Accumulation of glycogen and trehalose in nutrient-limited cultures of Saccharomyces cerevisiae is negatively correlated with the specific growth rate. Additionally, glucose-excess conditions (i.e., growth limitation by nutrients other than glucose) are often implicated in high-level accumulation of these storage carbohydrates. The present study investigates how the identity of the growth-limiting nutrient affects accumulation of storage carbohydrates in cultures grown at a fixed specific growth rate.
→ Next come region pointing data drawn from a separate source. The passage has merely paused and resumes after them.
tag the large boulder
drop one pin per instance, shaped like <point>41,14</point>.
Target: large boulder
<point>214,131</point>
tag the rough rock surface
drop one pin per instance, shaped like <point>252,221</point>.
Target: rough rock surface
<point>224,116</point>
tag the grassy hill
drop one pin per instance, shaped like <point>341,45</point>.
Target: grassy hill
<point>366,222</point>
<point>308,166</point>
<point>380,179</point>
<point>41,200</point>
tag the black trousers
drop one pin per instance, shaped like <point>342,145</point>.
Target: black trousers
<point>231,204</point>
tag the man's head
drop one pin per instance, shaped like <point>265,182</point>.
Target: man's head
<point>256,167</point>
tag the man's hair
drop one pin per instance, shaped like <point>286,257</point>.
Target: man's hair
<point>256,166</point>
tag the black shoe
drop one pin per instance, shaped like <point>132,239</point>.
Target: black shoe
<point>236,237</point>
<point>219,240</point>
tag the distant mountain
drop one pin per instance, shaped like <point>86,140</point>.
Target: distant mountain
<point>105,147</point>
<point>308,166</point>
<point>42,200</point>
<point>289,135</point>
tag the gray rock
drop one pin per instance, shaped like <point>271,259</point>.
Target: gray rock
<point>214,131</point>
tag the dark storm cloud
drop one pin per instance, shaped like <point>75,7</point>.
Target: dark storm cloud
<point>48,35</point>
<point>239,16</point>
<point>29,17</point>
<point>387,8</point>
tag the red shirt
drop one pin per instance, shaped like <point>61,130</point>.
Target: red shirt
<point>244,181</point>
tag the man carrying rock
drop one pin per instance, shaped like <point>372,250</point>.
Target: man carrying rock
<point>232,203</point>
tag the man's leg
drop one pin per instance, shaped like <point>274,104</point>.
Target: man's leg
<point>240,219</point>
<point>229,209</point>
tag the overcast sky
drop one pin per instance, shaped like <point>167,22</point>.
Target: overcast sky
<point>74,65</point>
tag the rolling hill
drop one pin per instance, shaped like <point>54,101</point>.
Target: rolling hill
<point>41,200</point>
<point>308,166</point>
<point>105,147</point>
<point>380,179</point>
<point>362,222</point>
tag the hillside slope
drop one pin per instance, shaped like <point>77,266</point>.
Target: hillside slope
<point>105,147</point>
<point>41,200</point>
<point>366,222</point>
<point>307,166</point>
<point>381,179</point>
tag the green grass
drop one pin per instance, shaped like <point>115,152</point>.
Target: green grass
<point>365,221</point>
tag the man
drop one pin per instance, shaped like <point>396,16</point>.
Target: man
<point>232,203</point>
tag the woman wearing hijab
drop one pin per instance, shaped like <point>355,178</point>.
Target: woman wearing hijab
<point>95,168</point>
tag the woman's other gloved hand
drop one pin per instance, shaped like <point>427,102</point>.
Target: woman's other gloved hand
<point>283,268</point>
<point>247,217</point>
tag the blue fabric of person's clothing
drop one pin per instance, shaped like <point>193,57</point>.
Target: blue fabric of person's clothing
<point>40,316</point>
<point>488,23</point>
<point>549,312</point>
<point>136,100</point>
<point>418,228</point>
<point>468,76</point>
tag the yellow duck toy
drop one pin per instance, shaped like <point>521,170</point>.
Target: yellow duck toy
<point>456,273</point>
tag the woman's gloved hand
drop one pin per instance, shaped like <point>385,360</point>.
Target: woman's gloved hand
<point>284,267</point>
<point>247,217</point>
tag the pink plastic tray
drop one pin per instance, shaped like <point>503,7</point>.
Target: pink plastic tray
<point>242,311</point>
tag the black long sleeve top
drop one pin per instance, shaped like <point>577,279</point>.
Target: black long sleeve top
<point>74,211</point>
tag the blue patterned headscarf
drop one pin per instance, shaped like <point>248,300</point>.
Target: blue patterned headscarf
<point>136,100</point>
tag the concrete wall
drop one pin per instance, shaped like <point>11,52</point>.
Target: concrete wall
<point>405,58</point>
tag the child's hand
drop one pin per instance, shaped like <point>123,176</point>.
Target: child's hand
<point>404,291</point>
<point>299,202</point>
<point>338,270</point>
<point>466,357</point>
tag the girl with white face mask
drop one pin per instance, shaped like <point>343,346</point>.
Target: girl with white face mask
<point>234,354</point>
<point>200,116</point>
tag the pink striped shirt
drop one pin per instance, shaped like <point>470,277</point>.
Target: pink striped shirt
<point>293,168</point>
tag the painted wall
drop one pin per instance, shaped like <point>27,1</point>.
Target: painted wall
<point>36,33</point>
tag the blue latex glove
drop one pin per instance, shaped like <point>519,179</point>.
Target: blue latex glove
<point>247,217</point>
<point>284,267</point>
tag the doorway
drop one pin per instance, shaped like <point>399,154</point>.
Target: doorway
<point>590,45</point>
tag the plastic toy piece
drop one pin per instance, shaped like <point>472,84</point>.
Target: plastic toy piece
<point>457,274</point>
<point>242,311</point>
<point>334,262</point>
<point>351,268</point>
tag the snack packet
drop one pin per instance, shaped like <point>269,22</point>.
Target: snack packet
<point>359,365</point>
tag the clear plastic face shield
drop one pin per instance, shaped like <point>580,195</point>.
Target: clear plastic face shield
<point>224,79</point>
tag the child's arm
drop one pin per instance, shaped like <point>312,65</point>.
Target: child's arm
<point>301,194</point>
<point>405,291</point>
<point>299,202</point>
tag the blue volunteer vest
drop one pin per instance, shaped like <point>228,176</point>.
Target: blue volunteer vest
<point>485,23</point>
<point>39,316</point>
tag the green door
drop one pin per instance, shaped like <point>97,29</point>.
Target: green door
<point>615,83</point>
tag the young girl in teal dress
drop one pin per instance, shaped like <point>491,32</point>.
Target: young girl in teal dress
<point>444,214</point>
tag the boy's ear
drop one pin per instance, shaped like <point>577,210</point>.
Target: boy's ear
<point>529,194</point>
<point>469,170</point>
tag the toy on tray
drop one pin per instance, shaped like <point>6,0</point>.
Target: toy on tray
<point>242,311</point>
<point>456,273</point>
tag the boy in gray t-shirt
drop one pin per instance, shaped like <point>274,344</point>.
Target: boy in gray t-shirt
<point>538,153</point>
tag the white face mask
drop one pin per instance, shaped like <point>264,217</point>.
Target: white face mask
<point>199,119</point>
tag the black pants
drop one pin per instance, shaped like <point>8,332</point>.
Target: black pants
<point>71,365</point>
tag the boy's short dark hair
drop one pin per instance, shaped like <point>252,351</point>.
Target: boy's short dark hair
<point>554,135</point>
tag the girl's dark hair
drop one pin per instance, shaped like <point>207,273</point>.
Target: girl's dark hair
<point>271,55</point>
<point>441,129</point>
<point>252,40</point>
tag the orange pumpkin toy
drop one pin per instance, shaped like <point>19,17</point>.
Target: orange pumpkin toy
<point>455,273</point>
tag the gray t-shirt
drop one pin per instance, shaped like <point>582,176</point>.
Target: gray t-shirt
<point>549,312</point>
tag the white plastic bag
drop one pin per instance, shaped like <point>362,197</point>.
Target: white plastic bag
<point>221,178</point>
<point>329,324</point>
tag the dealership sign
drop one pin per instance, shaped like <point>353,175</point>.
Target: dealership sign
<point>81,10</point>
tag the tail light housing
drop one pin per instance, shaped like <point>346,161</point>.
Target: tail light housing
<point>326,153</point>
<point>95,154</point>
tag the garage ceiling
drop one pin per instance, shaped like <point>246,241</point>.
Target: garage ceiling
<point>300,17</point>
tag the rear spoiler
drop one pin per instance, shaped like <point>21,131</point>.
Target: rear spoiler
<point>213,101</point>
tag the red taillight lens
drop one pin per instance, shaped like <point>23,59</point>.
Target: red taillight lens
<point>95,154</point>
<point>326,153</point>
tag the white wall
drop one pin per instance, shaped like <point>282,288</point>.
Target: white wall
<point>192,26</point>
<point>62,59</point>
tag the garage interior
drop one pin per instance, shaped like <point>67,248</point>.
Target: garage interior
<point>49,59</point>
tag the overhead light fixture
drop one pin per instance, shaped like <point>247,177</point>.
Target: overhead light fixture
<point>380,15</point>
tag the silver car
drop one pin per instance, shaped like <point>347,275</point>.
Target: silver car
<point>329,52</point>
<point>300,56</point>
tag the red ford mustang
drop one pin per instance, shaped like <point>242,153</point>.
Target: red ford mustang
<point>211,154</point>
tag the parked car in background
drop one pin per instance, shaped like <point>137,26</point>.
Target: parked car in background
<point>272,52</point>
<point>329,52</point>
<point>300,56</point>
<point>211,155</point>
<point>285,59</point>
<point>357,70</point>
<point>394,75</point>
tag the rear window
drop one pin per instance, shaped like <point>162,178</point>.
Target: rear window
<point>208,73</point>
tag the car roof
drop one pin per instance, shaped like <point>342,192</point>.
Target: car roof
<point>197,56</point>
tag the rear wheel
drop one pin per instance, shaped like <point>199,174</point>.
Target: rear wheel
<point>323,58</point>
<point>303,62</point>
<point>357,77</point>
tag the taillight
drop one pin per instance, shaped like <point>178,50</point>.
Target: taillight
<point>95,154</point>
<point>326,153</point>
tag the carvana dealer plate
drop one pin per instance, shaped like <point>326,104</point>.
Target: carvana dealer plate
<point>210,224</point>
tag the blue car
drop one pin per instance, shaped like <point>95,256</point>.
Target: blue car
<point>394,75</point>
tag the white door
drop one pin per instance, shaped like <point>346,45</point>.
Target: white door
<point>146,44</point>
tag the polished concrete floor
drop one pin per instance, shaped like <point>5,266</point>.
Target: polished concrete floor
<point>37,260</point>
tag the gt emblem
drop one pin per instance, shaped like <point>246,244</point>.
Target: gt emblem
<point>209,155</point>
In anaerobic chemostat cultures (dilution rate, 0.10 h⁻¹) of S. cerevisiae, the identity of the growth-limiting nutrient (glucose, ammonia, sulfate, phosphate, or zinc) strongly affected storage carbohydrate accumulation. The glycogen contents of the biomass from glucose- and ammonia-limited cultures were 10- to 14-fold higher than those of the biomass from cultures grown under the other three glucose-excess regimens. Trehalose levels were specifically higher under nitrogen-limited conditions. These results demonstrate that storage carbohydrate accumulation in nutrient-limited cultures of S. cerevisiae is not a generic response to excess glucose but instead is strongly dependent on the identity of the growth-limiting nutrient. While transcriptome analysis of wild-type and msn2Δ msn4Δ strains confirmed that transcriptional upregulation of glycogen and trehalose biosynthesis genes is mediated by Msn2p/Msn4p, transcriptional regulation could not quantitatively account for the drastic changes in storage carbohydrate accumulation. The results of assays of glycogen synthase and glycogen phosphorylase activities supported involvement of posttranscriptional regulation. Consistent with the high glycogen levels in ammonia-limited cultures, the ratio of glycogen synthase to glycogen phosphorylase in these cultures was up to eightfold higher than the ratio in the other glucose-excess cultures.